Marshall siguió escuchando, mientras Conti movía otra vez la cabeza en dirección a la pantalla.
—Resulta que
El beso de la muerte
es lo que se llama un «docunoir», un híbrido de documental y cine negro. Un concepto muy interesante. Muy revolucionario.
Cuando Conti se volvió hacia Marshall, la luz de la pantalla dibujó un claroscuro en el contorno de su cara.
—Ayer, en caliente, estaba seguro de que había sido un robo.
Pero he tenido tiempo de pensar y ya no me lo parece. Ahora estoy convencido de que ha sido un sabotaje.
—¿Un sabotaje?
Conti asintió.
—Por muy valioso que sea el felino, la logística necesaria para sacarlo de la base, para hacerlo desaparecer, no cuadra. —Empezó a enumerar con las puntas de los dedos—. Los ladrones (que tienen que ser como mínimo dos porque el activo pesa demasiado para una sola persona) necesitarían algún tipo de transporte. Sería imposible esconderlo.

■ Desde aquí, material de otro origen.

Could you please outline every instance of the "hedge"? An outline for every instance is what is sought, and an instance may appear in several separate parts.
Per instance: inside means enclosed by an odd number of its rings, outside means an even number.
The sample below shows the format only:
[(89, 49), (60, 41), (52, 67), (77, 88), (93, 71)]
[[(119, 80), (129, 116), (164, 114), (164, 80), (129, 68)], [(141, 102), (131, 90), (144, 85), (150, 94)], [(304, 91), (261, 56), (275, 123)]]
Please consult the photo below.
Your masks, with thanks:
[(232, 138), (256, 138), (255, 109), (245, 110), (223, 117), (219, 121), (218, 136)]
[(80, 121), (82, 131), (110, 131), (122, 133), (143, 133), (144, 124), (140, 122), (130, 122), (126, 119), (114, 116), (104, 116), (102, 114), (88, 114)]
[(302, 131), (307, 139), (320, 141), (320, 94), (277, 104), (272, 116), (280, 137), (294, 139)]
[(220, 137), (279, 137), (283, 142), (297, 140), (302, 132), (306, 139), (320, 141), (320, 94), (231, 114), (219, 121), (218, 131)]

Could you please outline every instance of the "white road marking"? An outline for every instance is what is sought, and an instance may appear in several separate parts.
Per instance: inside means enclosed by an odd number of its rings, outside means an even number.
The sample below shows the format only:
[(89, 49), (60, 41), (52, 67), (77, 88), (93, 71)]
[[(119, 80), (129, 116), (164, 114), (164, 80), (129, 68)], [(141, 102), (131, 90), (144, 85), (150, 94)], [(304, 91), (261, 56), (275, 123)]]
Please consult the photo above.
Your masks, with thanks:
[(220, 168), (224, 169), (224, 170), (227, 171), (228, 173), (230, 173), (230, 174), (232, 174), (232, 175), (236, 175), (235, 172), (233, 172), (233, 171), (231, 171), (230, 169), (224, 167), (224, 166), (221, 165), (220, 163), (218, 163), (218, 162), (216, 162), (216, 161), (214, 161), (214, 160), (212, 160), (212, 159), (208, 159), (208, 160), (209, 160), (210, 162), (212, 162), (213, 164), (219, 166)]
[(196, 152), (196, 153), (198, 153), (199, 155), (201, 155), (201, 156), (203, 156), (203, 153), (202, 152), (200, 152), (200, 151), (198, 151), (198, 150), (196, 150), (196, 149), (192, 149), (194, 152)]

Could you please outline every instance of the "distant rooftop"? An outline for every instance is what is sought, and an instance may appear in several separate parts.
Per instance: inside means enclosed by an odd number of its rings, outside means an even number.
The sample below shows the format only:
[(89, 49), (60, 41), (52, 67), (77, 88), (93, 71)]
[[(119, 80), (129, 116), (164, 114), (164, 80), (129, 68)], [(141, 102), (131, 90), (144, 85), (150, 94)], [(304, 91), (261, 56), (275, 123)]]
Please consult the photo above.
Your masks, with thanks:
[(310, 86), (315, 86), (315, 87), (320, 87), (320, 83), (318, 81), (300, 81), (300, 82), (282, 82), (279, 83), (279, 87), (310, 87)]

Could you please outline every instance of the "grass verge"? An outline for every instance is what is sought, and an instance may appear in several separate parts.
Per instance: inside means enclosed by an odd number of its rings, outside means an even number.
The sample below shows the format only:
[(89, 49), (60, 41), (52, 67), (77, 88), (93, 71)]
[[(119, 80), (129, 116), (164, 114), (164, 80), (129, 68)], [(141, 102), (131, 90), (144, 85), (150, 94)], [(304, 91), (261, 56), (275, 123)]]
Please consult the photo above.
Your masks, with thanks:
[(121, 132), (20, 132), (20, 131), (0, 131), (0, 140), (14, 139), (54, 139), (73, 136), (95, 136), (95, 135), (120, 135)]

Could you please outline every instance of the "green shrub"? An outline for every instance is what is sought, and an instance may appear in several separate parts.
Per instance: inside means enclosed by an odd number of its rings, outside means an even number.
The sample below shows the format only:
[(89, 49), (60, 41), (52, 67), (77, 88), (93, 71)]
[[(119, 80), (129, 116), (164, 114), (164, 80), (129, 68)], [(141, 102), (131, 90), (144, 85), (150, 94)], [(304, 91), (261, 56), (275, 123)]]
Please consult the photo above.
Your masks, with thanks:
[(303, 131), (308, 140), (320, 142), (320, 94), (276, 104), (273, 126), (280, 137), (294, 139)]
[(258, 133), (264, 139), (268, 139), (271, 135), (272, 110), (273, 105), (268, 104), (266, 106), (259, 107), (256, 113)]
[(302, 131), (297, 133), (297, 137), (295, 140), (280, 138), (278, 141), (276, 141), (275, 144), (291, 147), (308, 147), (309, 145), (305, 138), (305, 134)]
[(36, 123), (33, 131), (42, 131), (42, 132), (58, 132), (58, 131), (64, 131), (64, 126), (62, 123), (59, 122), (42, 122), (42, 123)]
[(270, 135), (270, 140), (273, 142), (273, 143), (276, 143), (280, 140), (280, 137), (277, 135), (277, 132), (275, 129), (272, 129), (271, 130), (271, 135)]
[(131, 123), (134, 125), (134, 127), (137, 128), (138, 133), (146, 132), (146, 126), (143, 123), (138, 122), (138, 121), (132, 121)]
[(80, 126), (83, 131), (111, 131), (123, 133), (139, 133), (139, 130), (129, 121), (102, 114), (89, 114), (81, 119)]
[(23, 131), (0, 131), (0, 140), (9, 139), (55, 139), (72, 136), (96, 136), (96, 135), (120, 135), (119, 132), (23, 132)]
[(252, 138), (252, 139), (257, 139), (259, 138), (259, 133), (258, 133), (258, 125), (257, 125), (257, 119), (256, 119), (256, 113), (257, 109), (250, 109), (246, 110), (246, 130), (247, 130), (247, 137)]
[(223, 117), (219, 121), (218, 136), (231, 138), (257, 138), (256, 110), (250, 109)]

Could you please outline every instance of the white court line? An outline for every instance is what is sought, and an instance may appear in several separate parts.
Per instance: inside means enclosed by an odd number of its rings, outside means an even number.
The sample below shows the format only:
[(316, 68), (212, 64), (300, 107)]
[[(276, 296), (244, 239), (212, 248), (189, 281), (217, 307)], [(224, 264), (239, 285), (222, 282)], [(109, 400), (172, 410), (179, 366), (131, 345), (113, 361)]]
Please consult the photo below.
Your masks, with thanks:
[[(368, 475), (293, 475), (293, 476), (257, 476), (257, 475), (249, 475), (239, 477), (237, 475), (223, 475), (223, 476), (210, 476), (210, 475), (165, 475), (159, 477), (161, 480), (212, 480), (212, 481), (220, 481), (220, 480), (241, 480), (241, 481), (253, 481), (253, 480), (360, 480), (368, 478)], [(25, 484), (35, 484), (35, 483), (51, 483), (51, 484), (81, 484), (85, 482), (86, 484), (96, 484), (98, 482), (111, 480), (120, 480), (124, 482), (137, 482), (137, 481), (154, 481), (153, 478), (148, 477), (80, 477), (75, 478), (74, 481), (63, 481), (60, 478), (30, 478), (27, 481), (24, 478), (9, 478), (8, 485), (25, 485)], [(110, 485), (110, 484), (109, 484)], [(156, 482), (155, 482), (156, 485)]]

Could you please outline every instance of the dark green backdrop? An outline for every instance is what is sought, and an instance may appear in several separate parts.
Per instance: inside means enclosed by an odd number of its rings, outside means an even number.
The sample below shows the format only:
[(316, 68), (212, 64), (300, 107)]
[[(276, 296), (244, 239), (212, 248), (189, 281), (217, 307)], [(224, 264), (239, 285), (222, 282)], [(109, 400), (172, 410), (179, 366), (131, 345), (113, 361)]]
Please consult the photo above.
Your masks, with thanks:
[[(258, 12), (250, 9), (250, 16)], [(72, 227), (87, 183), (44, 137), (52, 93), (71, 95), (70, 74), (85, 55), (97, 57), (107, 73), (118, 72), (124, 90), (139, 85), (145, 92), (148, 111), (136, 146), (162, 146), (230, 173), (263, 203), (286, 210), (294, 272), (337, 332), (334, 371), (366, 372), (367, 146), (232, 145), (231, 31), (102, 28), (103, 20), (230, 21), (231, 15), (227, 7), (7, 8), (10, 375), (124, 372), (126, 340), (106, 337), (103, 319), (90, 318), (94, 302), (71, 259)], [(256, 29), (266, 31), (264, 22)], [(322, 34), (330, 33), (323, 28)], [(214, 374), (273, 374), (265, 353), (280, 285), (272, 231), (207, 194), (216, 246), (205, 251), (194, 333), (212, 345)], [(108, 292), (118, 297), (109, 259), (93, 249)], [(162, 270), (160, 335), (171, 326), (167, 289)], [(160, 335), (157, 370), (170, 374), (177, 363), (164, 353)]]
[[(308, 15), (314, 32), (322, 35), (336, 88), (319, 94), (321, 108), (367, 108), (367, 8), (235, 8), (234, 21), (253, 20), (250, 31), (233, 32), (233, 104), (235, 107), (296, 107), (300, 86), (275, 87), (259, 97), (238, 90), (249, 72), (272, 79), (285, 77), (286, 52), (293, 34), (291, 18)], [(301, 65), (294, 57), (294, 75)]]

Y si alguien se fuera antes de tiempo, lo sabríamos.
—¿Y Carradine, el camionero? No solo tiene un medio de transporte, sino que ha sido de los últimos en llegar.
—Han registrado a fondo su cabina y puede responder de todos sus movimientos. Como le decía, robar el felino sería de una dificultad insuperable.
En cambio, si lo único que se quisiera fuese parar el documental y que el rodaje se fuera… —Se encogió de hombros—. Bastaría con tirar el cadáver por algún barranco y no se enteraría nadie.
—¿Quién podría querer hacer algo así? —preguntó Marshall.
Conti le miró.
—Usted.
Marshall se quedó sorprendido.
—¿Yo?
—Bueno, ustedes, los científicos. Podría ser usted en concreto, pero, bien pensado, creo que la opción más evidente es el doctor Sully. Parece bastante disgustado porque no le haya convertido en una de las estrellas de
Rescatando
al tigre.
Marshall sacudió la cabeza.
—Eso es absurdo. El documental tenía que emitirse ayer.
Hoy ustedes ya se habrían ido. ¿Qué falta hacía un sabotaje?
—Sí, es verdad, yo me habría ido hoy, pero la posproducción de un rodaje, aunque no hubiera problemas, llevaría varios días más, y no digamos desmontar los escenarios y llevarse el material. Cuando entregué a Sully una previsión de fechas, no pareció muy contento que digamos. —Conti miró inquisitivamente a Marshall. Ya no sonreía—. Sully parece un hombre impulsivo. Usted no. Por eso acudo a usted. A pesar de nuestro encontronazo del otro día, le tengo por una persona razonable. Se da cuenta de lo que está en juego, tal vez más que sus colegas. Así que… ¿dónde diablos está el felino?